Yep. I remember before Nix even had multi-output derivations! I once broke some packages trying to reduce closure sizes when that feature got added, too. :(

Besides continuing to split off more dev and doc outputs, it'd be cool if somehow Nixpkgs had a `pkgsForAnts` just like it has a `pkgsStatic`, where packages just disable more features and integrations. On the other hand, by the time you're really optimizing your Nix container builds it's probably well worth it to use overrides and build from source anyway, binary cache be damned.

[compsciphd]

I'll try to get back to this to give a proper response, but can't promise.

[shizcakes]

I’m really confused. Solomon Hykes is typically credited as the creator of Docker. Who are you? Why is he credited if someone else created it?

[inetknght]

> Why is he credited if someone else created it?

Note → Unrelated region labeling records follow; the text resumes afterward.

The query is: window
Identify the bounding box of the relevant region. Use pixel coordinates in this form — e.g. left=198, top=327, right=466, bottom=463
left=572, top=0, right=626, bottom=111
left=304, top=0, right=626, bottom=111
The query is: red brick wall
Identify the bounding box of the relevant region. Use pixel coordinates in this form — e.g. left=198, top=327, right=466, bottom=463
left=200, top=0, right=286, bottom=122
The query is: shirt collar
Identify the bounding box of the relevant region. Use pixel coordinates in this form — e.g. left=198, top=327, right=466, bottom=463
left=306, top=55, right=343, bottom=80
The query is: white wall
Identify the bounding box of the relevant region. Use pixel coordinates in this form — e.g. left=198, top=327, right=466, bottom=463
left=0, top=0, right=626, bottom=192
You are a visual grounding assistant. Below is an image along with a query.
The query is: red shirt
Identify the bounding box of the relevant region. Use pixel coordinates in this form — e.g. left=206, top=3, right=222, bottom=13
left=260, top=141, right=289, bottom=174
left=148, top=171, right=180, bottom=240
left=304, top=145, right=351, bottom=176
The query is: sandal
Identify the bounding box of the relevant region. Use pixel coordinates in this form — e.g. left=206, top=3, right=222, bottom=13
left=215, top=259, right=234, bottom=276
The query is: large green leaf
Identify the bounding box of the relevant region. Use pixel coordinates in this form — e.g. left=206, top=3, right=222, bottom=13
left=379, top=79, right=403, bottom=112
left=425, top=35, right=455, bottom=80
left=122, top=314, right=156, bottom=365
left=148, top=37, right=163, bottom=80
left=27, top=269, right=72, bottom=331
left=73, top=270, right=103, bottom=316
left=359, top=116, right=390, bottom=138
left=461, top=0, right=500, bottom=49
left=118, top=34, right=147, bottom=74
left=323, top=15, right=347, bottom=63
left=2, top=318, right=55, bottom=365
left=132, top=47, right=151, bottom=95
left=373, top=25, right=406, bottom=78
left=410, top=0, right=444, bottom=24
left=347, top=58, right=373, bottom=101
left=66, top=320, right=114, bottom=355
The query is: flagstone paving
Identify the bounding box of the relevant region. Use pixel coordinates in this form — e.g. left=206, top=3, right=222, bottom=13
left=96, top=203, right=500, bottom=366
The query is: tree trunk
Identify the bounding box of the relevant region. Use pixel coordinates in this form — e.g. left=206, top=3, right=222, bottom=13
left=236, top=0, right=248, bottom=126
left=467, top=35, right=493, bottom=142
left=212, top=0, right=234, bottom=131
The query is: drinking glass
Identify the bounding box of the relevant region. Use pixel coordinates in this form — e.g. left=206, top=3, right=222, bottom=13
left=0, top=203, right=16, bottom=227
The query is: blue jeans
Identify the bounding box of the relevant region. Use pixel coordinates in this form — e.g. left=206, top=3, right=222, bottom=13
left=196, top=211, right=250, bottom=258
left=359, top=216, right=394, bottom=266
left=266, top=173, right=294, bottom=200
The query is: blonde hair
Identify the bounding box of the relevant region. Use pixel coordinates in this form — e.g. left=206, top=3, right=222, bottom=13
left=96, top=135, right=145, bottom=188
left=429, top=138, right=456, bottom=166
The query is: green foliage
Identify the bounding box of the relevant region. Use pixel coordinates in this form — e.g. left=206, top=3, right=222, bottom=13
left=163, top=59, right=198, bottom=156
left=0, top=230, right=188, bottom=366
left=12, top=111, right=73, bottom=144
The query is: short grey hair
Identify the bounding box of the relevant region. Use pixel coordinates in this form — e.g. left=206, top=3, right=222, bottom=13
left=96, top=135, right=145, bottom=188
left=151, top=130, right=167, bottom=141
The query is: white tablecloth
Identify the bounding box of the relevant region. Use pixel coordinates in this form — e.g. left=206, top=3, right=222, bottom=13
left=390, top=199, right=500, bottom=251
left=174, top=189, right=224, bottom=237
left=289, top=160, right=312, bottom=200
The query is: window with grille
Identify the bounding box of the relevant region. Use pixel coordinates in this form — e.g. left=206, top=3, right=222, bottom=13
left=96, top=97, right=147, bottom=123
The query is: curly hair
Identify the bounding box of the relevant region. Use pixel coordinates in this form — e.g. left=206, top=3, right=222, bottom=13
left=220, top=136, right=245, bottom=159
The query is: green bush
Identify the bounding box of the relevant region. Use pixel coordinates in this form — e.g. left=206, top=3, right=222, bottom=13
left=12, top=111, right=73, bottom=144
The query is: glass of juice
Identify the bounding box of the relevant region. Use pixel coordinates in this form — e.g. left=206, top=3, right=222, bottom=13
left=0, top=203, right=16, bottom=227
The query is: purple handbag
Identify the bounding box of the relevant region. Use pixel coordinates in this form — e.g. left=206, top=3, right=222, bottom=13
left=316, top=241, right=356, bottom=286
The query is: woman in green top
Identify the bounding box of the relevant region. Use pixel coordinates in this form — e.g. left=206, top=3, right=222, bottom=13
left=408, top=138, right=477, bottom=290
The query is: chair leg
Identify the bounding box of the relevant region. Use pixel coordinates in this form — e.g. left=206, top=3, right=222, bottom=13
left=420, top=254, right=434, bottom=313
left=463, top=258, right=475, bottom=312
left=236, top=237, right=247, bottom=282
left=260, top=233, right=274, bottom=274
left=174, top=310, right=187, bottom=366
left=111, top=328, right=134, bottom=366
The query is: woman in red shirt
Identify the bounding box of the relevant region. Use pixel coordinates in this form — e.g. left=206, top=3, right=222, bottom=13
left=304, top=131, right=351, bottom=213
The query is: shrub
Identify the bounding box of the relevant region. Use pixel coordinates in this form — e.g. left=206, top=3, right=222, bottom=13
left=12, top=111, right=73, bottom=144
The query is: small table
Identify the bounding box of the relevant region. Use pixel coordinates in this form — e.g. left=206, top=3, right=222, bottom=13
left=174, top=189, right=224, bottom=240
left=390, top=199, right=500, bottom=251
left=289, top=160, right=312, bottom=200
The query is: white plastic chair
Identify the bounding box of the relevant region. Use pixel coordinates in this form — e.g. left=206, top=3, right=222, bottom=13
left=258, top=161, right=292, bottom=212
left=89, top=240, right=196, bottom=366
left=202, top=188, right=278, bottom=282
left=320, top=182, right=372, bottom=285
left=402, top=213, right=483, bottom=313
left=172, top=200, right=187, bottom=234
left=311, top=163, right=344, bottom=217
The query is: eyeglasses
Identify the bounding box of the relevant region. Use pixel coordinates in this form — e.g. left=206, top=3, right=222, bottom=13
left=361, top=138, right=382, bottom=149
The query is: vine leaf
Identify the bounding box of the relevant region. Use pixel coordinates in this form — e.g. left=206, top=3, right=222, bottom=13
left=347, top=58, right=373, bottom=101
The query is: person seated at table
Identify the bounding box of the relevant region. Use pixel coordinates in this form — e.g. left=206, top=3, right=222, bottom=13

This is the internet and just about everyone could be diagnosed with Not Invented Here syndrome. First one to get recognition for creating something that's already been created is just a popular meme.

[bombela]

Solomon was the CEO of dotCloud. Sébastien the CTO. I (François-Xavier "bombela") was one of the first software engineer employee. Along with Andrea, Jérôme and Louis with Sam as our manager.

When it became clear that we had reached the limits of our existing buggy code, I pushed hard to get to work on the replacement. After what seemed an eternity pitching Solomon, I was finally allowed to work on it.

I wrote the design doc of Docker with the help of Andrea, Jérôme, Louis and Gabriel. I implemented the prototype in Python. To this day, three of us will still argue who really choose the name Docker. We are very good friends.

Not long after, I left the company. Because I was under paid, I could barely make ends meet at the time. I had to borrow money to see a doctor. I did not mind, it's the start-up life, am I right? I worked 80h/week happy. But then I realized not everybody was under paid. And other companies would pay me more for less work. When I asked, Solomon refused to pay me more, and after being denied three times, I quit. I never got any shares. I couldn't afford to buy the options anyways, and they had delayed the paperwork multiple times, such that I technically quit before the vesting started. I went to Google, were they showered me with cash in comparison. The next morning after my departure from dotCloud, Solomon raised everybody's salary. My friends took me to dinner to celebrate my sacrifice.

I am not privy to all the details after I left. But here is what I know. Andrea rewrote Docker in Go. It was made open source. Solomon even asked me to participate as an external contributor. For free of course. As a gesture to let me add my name to the commit history. Probably the biggest insult I ever received in life.

dotCloud was renamed Docker. The original dotCloud business was sold to a German company for the customers.

I believe Solomon saw the potential of Docker for all, and not merely an internal detail within a distributed system designed to orchestrate containers. My vision was extremely limited, and focused on reducing the suffering of my oncall duties.

A side story: the German company transfered to me the trademark of zerorpc, the open source network library powering dotCloud. I had done a lot of work on it. Solomon refused to hand me off the empty github/zerorpc group he was squatting. He offered to grant me access but retain control. I went for github/0rpc instead. I did not have time nor money to spend on a lawyer.

By this point you might think I have a vendetta against a specific individual. I can assure you that I tried hard to paint things fairly with a flattering light.

[icedchai]

He means he came up with the same concept, not literally created Docker.